Wild idea - a type finder

Stuart Reynolds S.I.Reynolds at cs.bham.ac.uk
Wed Nov 17 13:02:54 CET 1999


Does anyone know of any tools which let you do things like:

We have some exisiting function:

  def f(a, b):
      return a<b

And we want to reverse engineer its type from its implementation:

   findtype( f )

e.g.
- function takes 2 args
- a and b need to be comparable
- returns a boolean (actually an int in Python)

So the type of f is:

 (comparable)(comparable)-->(int)

Or in another example you might get:

  >>> findtype( add )
  (number)(number)-->(number)

  >>> findtype( map )
  (()())(seq)(seq)-->(seq)
  
( ()() ) denotes a function which takes two arguments of unknown type.
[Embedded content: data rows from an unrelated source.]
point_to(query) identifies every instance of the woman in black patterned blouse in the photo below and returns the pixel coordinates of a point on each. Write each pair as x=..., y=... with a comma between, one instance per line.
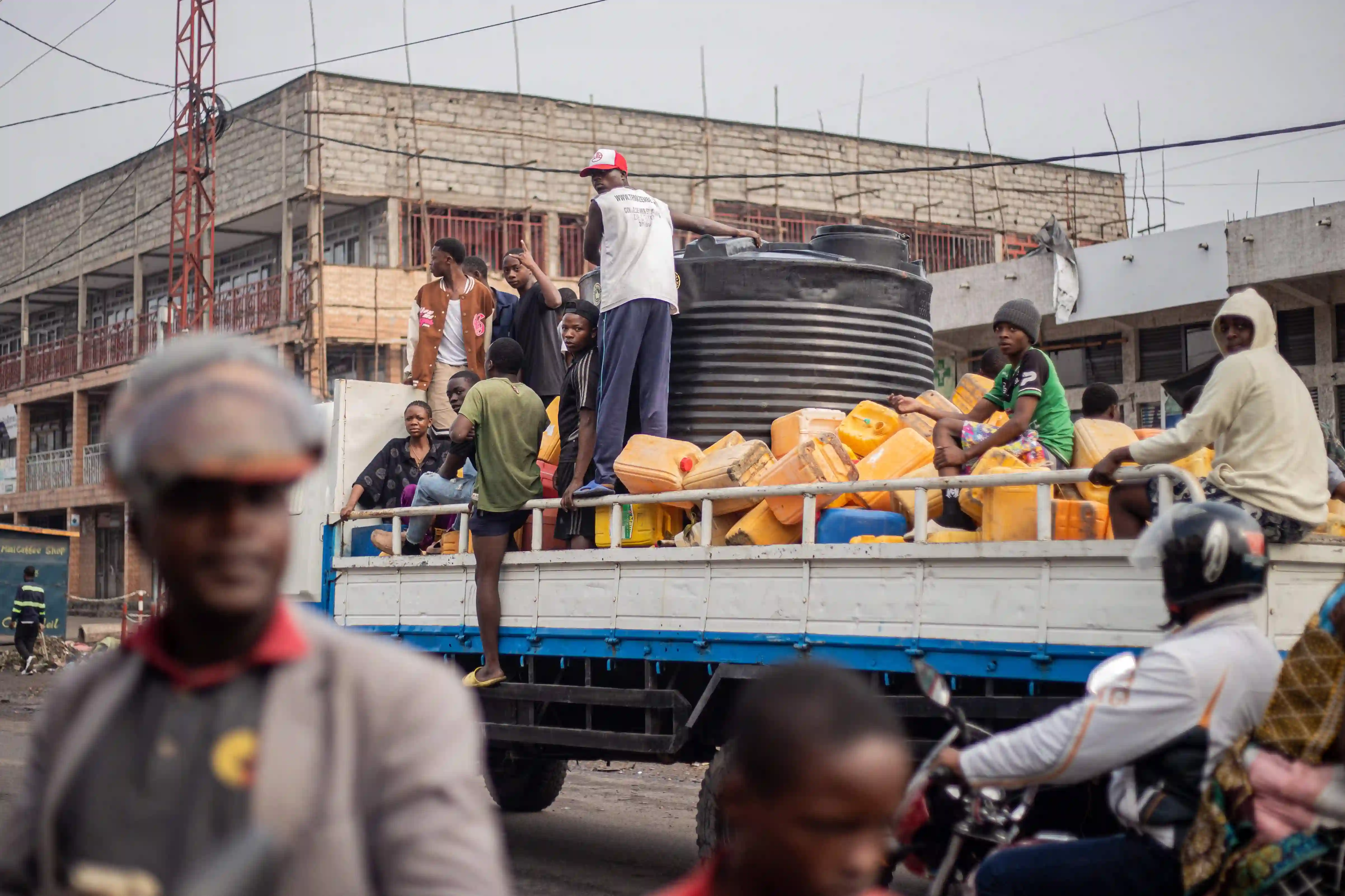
x=399, y=465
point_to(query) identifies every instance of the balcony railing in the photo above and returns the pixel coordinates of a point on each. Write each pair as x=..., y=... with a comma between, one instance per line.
x=11, y=371
x=52, y=360
x=256, y=307
x=244, y=310
x=114, y=343
x=49, y=469
x=96, y=464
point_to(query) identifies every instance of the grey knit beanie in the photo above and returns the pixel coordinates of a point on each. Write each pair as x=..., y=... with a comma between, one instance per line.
x=1021, y=313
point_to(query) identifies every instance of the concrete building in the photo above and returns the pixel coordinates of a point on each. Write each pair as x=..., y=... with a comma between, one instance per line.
x=368, y=167
x=1146, y=304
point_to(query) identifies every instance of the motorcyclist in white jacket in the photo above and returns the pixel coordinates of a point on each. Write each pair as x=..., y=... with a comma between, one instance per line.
x=1160, y=731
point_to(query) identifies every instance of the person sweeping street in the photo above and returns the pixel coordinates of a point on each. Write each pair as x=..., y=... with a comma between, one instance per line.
x=29, y=619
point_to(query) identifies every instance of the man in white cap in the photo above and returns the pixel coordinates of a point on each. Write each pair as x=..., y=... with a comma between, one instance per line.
x=630, y=238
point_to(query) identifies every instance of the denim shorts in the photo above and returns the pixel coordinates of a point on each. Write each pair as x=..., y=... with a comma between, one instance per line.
x=490, y=523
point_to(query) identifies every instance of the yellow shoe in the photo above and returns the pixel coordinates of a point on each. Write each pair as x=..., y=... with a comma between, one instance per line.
x=470, y=680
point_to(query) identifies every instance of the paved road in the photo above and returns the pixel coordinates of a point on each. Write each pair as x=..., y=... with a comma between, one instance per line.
x=615, y=831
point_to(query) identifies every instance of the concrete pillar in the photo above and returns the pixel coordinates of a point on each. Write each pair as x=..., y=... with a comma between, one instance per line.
x=1130, y=374
x=76, y=582
x=552, y=234
x=287, y=252
x=79, y=436
x=315, y=221
x=24, y=339
x=21, y=449
x=287, y=237
x=318, y=363
x=81, y=316
x=131, y=558
x=395, y=233
x=138, y=300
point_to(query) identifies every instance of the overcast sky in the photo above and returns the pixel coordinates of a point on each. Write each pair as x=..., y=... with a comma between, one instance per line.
x=1196, y=68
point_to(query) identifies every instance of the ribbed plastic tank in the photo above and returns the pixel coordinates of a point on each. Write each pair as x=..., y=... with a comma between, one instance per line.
x=763, y=332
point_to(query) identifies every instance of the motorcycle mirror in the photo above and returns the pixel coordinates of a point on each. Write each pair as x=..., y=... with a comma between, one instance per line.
x=931, y=683
x=1110, y=671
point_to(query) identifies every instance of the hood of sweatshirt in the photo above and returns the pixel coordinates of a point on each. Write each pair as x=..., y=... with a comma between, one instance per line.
x=1247, y=303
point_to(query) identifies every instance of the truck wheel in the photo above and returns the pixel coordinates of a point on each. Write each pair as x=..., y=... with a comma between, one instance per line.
x=711, y=829
x=524, y=784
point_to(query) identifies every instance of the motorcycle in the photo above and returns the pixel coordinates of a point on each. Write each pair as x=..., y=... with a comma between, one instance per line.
x=947, y=825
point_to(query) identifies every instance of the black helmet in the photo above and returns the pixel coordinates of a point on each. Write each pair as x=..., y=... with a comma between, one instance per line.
x=1210, y=553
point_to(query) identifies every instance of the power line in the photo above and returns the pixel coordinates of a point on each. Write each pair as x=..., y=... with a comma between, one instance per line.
x=88, y=62
x=76, y=112
x=909, y=170
x=112, y=193
x=412, y=44
x=1020, y=53
x=280, y=72
x=92, y=244
x=105, y=7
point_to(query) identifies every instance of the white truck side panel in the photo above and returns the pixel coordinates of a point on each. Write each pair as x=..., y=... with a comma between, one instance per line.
x=1016, y=593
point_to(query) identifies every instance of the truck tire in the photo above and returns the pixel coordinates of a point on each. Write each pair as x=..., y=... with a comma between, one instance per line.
x=711, y=829
x=524, y=784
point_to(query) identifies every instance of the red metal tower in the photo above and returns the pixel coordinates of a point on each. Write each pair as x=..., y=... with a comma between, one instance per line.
x=191, y=249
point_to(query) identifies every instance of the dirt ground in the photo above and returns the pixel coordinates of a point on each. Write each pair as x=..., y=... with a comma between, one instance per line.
x=619, y=829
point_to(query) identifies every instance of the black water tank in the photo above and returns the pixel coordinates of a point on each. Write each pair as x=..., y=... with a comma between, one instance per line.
x=763, y=332
x=864, y=244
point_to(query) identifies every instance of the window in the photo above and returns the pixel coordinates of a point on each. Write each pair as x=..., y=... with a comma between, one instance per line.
x=1171, y=351
x=1161, y=352
x=1095, y=359
x=1297, y=336
x=1340, y=332
x=1200, y=346
x=1151, y=416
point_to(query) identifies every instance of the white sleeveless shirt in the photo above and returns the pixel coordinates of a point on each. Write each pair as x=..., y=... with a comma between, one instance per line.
x=637, y=249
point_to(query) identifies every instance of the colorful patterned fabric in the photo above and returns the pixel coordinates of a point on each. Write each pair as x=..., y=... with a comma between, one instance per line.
x=1027, y=448
x=1220, y=855
x=1278, y=529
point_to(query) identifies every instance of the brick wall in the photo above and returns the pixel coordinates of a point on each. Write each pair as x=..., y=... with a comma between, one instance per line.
x=555, y=133
x=248, y=178
x=561, y=135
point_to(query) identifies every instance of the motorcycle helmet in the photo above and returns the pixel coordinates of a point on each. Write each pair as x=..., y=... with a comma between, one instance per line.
x=1210, y=554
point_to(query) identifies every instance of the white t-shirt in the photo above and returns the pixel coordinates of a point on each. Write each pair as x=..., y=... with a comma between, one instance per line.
x=451, y=348
x=637, y=249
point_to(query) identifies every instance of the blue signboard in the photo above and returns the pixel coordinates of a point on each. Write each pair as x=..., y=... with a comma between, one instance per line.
x=48, y=551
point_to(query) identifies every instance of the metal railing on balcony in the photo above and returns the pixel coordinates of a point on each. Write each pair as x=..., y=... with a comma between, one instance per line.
x=49, y=469
x=256, y=307
x=108, y=346
x=486, y=233
x=96, y=464
x=244, y=310
x=52, y=360
x=11, y=371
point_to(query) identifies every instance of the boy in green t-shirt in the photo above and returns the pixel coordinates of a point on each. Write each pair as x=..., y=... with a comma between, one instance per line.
x=508, y=421
x=1040, y=430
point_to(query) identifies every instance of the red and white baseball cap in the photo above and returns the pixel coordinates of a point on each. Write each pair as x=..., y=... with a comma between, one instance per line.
x=606, y=161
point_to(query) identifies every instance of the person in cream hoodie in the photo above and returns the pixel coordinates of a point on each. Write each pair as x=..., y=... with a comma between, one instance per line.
x=1257, y=413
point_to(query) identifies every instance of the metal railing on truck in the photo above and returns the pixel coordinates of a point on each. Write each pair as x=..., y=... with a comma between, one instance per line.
x=1044, y=480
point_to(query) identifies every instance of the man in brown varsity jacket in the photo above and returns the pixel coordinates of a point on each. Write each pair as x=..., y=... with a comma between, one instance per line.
x=447, y=331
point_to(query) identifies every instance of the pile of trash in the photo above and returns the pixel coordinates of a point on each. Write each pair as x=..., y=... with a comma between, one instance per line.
x=56, y=653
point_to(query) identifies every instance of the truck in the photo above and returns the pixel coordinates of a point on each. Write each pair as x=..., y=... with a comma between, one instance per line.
x=635, y=653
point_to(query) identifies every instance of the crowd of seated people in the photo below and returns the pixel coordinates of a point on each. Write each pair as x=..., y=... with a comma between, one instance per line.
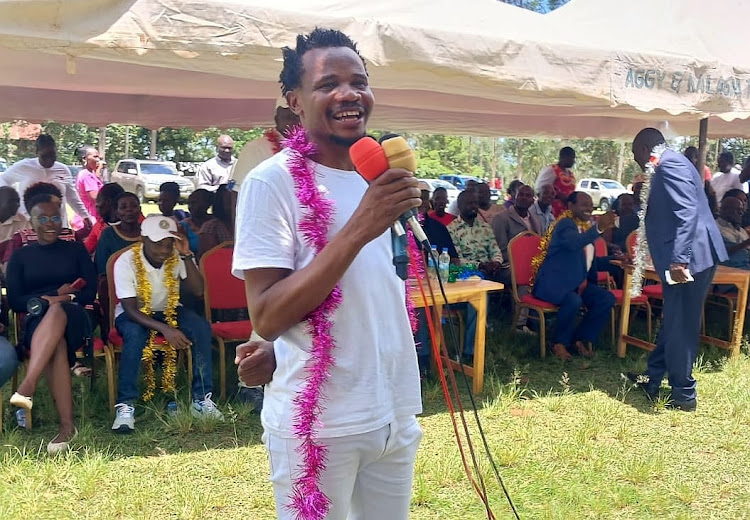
x=54, y=273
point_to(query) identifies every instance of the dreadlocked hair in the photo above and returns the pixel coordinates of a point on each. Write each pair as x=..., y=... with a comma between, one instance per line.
x=291, y=75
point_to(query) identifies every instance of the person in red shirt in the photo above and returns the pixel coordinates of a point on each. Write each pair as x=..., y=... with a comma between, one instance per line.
x=439, y=203
x=105, y=208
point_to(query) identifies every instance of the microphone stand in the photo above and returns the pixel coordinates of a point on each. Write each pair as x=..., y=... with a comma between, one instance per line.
x=400, y=255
I've only ever seen this kind of thing in pure functional programming
languages (gopher to be specific).

The reason I ask is that I think, in general, its really useful to be
able to tell what minimum interface the arguments you give to a method
needs to support (you can stick it in your documenation for one thing).
It would also be pretty useful to uncover the kind of nasty bugs which
crop up in untyped langauges whereby the functions or methods you've
written have stronger requirements on the interfaces of their arguments
than you realised (espcially in the case where your code calls lots of
other functions who's types you're not too sure about).